June 8, 2011 Leave a comment
Tonight’s session went pretty well and I’m pleased with that because it was the first session I’ve been at since completing Youth Award Module 1 and it also saw me using a whiteboard at training for the first time!
Due to being away I hadn’t had a chance to implement some of the things I’d learnt from the Youth Award and I was keen to trial a couple of the games which the course introduces.
I’d planned my session out in advance and had it printed and folded inside my sock for reference. After watching the tournament on Saturday I’d decided I wanted to work on the players technique and ultimately, allow them to become comfortable with the ball at their feet which is what tonight’s session focussed on.
- Warm up (Phil our manager took this whilst I set up the parts I wanted to run)
- The Great Escape (Youth Award Module 1)
- The Skills Corridor (Youth Award Module 1)
- Work on turning with instep, outside of foot etc
- SSG – 4 v4
How it went?
The Great Escape
I used the board to demonstrate the game and started with the players simply trying to run past the guards. I then progressed this by asking them to run backwards through the gates before introducing a ball. Once the ball was introduced we allowed them to focus on getting through the gate normally before progressing it to award “2 point” for going through with a skill or trick. This game went pretty well, although it wasn’t as clean as the demo in the YAM DVD by any stretch of the imagination – I was worried at one point that it looked like organised chaos but I remembered what Tom Bates said at the Grassroots Demo so I allowed it to continue rather than stop it). I think most of the players enjoyed the game and we had fun hearing how many points the players had scored – one boy doing particularly well by scoring a thousand million points (credit where it’s due!).
I really saw the value in the whiteboard when I drew what we’d be doing for the skills corridor game because the players all sat around me as I drew it out with the whiteboard on the floor. They started to ask questions and probe about what they could do with the football which was fantastic. I started by simply asking them to take as many touches as possible before progressing the game to them needing to visit the sides three times (and trying different turns) before finally doing start-stop-start-stop with a change of direction.

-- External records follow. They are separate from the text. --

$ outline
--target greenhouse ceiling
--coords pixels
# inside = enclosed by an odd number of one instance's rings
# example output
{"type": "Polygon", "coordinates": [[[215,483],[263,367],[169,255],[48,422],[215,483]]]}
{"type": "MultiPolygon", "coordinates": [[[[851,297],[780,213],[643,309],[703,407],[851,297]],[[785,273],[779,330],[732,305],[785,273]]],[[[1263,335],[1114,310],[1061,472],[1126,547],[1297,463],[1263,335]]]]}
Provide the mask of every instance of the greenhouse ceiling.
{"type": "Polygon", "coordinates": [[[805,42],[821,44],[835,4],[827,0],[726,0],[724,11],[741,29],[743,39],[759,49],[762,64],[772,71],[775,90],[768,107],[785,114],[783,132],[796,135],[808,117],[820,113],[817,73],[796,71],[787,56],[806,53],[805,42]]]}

As with ‘The Great Escape’ it wasn’t always neat & tidy but the players were trying step-overs and a variety of turns which Phil & I were quick to encourage & praise. As with the previous game it was also important that it provided more time where they’re dribbling with the ball, keeping it away from other players and trying new skills. At one point I had 3 players asking me to demonstrate a step-over which was great fun.
I didn’t do this as I felt the above two had provided more than enough time on their technique, we were running out of time and they were itching for a game.
Rather than finishing with one big game I setup two pitches and we played 2 x 4 v 4 SSGs with the teams swapping over at 5-7 minute intervals. I wanted to do this so that each player had more time on the ball and encouraged them to try the skills they’d practised earlier in the session. It was great that one parent who helped us said he really preferred 4v4 as it allowed “them all to be someone”, I think that’s a great statement.
What will I change next time?
- The whiteboard was really powerful and it was most effective when the players were all sat down. When I progressed a couple of the games they were standing up which meant some of them weren’t paying attention. I think in future (during the summer at least) I’ll ask them to sit down whilst I explain any progression so I can ensure they all understand what we’re doing.
- Make the skills corridor a bit bigger – slight adjustment but it was probably a bit too short tonight which meant it got a bit crowded as they all piled in at one point. Not a big problem but a larger area will increase their space and allow them more opportunity to try new skills.
So, overall I was pleased with the session and felt it had the right balance of ball-work and game-time. A couple of the players didn’t enjoy the Youth Award parts but I’m less inclined to worry about that (although it does play on you at the time) because the majority enjoyed them.